The EIA said that US crude oil stockpiles jumped by 10.4 million barrels to 518 million barrels last week, almost thrice the 3.6 million barrels build expected by analysts.
The industry-funded American Petroleum Institute (API) late Tuesday reported a 9.9 million barrels rise in US crude oil stockpiles last week.
Refinery demand was strong as fuel plants processed 16 million barrels of crude per day last week, the highest for this time of year since 1989.
A drop in US crude output by 25,000 barrels per day to 9.077 million barrels per day last week, supported prices.
Upbeat US private jobs data signaled strength in the world’s biggest economy, supporting crude’s demand outlook. Private payrolls in the US rose 214,000 in February, up from a revised 193,000 in January.

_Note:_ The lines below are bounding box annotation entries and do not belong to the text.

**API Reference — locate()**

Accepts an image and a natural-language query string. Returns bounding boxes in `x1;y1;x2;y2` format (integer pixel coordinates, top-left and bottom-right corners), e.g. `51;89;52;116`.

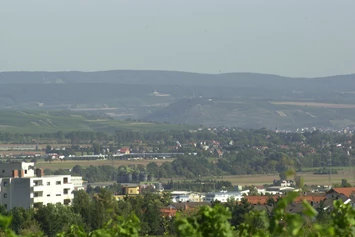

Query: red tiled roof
244;195;325;205
328;187;355;198
294;196;325;203
244;196;278;205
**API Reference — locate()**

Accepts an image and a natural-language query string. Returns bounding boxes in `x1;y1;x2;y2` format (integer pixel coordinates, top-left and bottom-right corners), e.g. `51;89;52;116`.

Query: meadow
36;159;174;170
36;159;355;186
0;111;193;134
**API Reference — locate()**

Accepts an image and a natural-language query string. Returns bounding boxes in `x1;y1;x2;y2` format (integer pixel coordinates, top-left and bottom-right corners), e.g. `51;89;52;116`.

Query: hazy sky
0;0;355;77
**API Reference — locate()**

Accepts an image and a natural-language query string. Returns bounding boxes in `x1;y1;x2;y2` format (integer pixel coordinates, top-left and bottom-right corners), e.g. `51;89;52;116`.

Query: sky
0;0;355;77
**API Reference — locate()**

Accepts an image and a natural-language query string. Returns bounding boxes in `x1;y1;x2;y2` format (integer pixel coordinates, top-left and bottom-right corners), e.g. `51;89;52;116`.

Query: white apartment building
0;162;82;210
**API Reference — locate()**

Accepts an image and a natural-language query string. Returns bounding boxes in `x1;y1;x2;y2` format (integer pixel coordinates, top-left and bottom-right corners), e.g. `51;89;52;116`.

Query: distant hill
0;70;355;131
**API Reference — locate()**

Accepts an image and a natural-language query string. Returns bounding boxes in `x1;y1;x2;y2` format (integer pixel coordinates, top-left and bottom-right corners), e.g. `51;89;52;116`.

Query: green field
0;111;193;133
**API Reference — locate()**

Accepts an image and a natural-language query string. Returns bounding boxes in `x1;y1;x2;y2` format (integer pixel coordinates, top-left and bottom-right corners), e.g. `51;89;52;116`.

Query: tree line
0;189;355;237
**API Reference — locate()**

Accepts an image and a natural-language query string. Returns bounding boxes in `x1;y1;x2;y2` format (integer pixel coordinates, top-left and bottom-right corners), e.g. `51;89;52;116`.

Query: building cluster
0;162;83;210
160;187;355;217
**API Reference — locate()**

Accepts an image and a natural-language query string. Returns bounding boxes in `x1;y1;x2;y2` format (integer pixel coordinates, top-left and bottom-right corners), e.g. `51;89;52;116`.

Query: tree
341;179;351;188
175;204;234;237
72;190;93;230
34;204;83;236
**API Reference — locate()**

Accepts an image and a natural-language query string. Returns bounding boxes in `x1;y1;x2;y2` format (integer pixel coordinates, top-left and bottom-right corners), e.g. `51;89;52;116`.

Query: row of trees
0;190;355;237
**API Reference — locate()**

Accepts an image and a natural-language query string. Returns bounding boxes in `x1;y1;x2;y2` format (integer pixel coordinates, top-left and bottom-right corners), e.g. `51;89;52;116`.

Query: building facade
0;162;79;210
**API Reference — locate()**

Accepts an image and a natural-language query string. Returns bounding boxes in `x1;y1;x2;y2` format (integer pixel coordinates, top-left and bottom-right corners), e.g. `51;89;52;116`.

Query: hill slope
0;70;355;128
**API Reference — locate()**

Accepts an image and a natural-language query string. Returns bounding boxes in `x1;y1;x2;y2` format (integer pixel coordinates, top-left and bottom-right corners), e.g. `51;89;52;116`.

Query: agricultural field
213;169;355;186
270;101;355;109
0;111;194;134
36;159;174;170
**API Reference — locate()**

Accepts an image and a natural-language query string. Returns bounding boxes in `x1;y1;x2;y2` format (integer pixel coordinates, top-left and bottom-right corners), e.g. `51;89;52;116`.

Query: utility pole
328;157;332;187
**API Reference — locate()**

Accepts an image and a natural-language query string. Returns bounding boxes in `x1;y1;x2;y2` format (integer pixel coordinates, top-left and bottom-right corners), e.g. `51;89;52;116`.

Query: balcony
32;184;45;192
62;194;74;200
32;197;45;203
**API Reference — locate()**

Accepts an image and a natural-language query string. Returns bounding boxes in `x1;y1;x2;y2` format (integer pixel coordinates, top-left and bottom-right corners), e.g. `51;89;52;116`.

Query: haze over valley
0;70;355;129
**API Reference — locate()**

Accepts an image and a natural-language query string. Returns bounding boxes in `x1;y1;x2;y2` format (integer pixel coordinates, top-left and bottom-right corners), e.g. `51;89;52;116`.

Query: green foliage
0;193;355;237
175;204;234;237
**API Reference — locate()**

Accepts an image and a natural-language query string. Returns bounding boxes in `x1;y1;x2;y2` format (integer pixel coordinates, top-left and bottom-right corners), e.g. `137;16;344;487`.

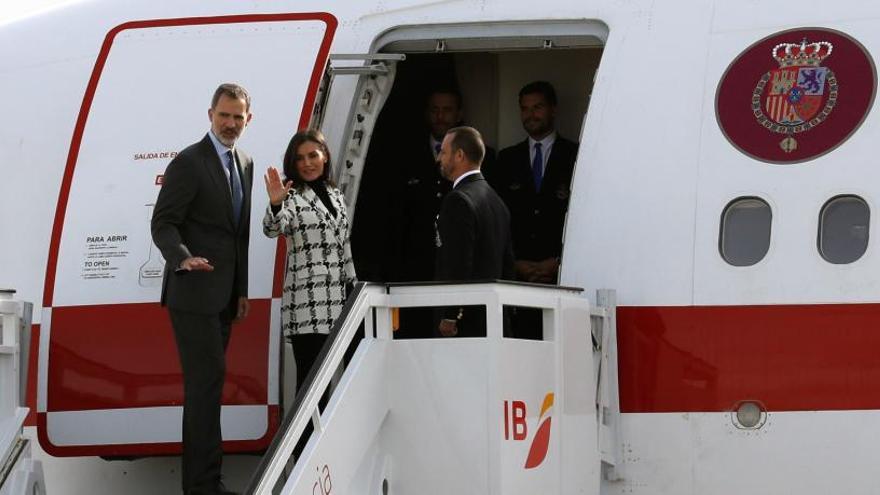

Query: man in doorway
486;81;578;338
436;127;513;337
389;87;495;338
151;83;253;495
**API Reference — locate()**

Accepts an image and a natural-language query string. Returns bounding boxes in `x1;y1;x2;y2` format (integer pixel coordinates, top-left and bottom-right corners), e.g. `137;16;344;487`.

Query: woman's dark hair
284;129;334;188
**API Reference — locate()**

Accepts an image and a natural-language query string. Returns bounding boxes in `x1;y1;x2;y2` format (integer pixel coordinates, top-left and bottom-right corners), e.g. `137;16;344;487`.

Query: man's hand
232;297;251;323
177;256;214;272
438;319;458;337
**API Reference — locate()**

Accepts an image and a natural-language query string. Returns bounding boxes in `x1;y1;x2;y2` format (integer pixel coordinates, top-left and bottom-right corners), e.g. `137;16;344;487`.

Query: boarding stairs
246;282;623;495
0;289;46;495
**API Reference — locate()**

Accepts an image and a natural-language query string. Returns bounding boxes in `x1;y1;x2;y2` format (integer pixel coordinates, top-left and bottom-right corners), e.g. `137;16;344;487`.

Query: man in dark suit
436;127;513;337
486;81;578;338
151;84;253;495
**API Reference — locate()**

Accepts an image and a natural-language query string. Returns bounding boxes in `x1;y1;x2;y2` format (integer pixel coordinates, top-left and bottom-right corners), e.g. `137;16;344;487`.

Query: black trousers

A gauge of business activity in New York fell to 53.6 in February from 54.6 in January, with a reading above 50 signaling expansion. The Fed’s Beige Book Survey showed that US economic activity continued to expand in most districts from January to late February.
Oil may rise today as falling US crude output eases worries of oversupplies.
At the MCX, Crude oil futures, for the March 2016 contract, closed at Rs 2,341 per barrel, down by 0.09 per cent, after opening at 2,321, against the previous close price of Rs 2,343. It touched an intraday low of Rs 2,280.